The change amount (|W2-W1|) and the change rate (W2/W1) of the line width of the linear color change portion after the first durability test were smaller for each of the adhesive sheets of examples 1 and 2 than for comparative example 1. The change amount (|W3-W1|) and the change rate (W3/W1) of the line width of the linear color change portion after the second durability test were smaller for each of the adhesive sheets of examples 1 and 2 than for comparative example 1. That is, the pressure-sensitive adhesive sheets of examples 1 and 2 were each suppressed in the change (deterioration) of the color change portion of the pressure-sensitive adhesive layer, as compared with the pressure-sensitive adhesive sheet of comparative example 1.

The above-described embodiments are examples of the present invention and should not be construed as limiting the present invention to the embodiments. Variations of the present invention that are obvious to those skilled in the art are encompassed by the claims set forth above.

Industrial applicability

The color-changeable adhesive sheet of the present invention is used for attaching elements contained in a laminated structure of a display panel to each other, for example, in a manufacturing process of the display panel.

Description of the reference numerals

S adhesive sheet (variable color adhesive sheet)

10 adhesive layer

11 color-changing portion

20 substrate

31 first component

32 a second member.

Claims

1. A color-changeable adhesive sheet having a color-changeable adhesive layer, wherein,

The adhesive layer comprises: a polymer component having a microphase-separated structure comprising a first phase and a second phase, a colorant capable of developing color by an external stimulus,

the colorant is compatible with the first phase and incompatible with the second phase.
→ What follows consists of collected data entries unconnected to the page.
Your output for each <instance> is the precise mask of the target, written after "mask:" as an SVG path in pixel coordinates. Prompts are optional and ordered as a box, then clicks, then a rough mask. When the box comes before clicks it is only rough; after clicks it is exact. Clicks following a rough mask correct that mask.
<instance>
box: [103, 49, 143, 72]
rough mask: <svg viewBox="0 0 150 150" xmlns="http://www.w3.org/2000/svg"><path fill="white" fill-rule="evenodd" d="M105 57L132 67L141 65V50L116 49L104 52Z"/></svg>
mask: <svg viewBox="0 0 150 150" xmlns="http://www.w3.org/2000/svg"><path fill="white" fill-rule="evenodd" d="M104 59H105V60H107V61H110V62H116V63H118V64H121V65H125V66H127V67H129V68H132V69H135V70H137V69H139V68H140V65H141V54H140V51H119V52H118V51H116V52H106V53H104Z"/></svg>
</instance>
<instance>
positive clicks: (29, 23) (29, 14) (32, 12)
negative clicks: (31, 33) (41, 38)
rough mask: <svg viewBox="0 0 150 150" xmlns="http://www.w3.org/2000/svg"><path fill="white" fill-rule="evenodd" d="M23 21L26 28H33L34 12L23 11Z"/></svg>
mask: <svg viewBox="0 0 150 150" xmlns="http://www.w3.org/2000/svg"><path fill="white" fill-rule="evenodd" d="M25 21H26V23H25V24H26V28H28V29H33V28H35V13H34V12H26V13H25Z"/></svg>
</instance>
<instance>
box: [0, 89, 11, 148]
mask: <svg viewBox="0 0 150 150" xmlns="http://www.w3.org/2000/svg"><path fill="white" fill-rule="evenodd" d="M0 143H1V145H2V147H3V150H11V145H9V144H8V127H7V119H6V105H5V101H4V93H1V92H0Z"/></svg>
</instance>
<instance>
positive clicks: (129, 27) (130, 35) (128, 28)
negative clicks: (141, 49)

2. The variable color adhesive sheet according to claim 1, wherein the polymer component comprises a polymer having a first segment and a second segment in a molecule, the first segment forming the first phase, the second segment forming the second phase.

3. The variable color adhesive sheet according to claim 2, wherein the polymer is a block polymer having a first polymer block as the first segment and a second polymer block as the second segment.

4. The variable color adhesive sheet according to claim 2, wherein the polymer is a graft polymer having a polymer main chain as the second segment and a polymer side chain as the first segment.

5. The variable color adhesive sheet according to claim 1, wherein a mass ratio of the second phase in the polymer component is larger than a mass ratio of the first phase.

6. The variable color adhesive sheet according to claim 1, wherein the colorant is a compound that develops color by reaction with an acid, and the adhesive layer further contains a photoacid generator.

7. The variable color adhesive sheet according to claim 6, wherein the photoacid generator is compatible with the first phase and not compatible with the second phase.

8. The variable color adhesive sheet according to claim 1, wherein a first color change width W1 of a color change region formed in the adhesive layer by applying the external stimulus thereto in a line shape, and a second color change width W2 of the color change region after further heat-treating the adhesive layer at 85 ℃ for 120 hours satisfy 0.5.ltoreq.w2/w1.ltoreq.2.

9. The variable color adhesive sheet according to claim 1, wherein a first color change width W1 of a color change region formed in the adhesive layer by applying the external stimulus thereto in a line shape, and a third color change width W3 of the color change region after further heat-treating the adhesive layer at 65 ℃ and a relative humidity of 90% for 120 hours satisfy 0.5.ltoreq.w3/w1.ltoreq.2.3.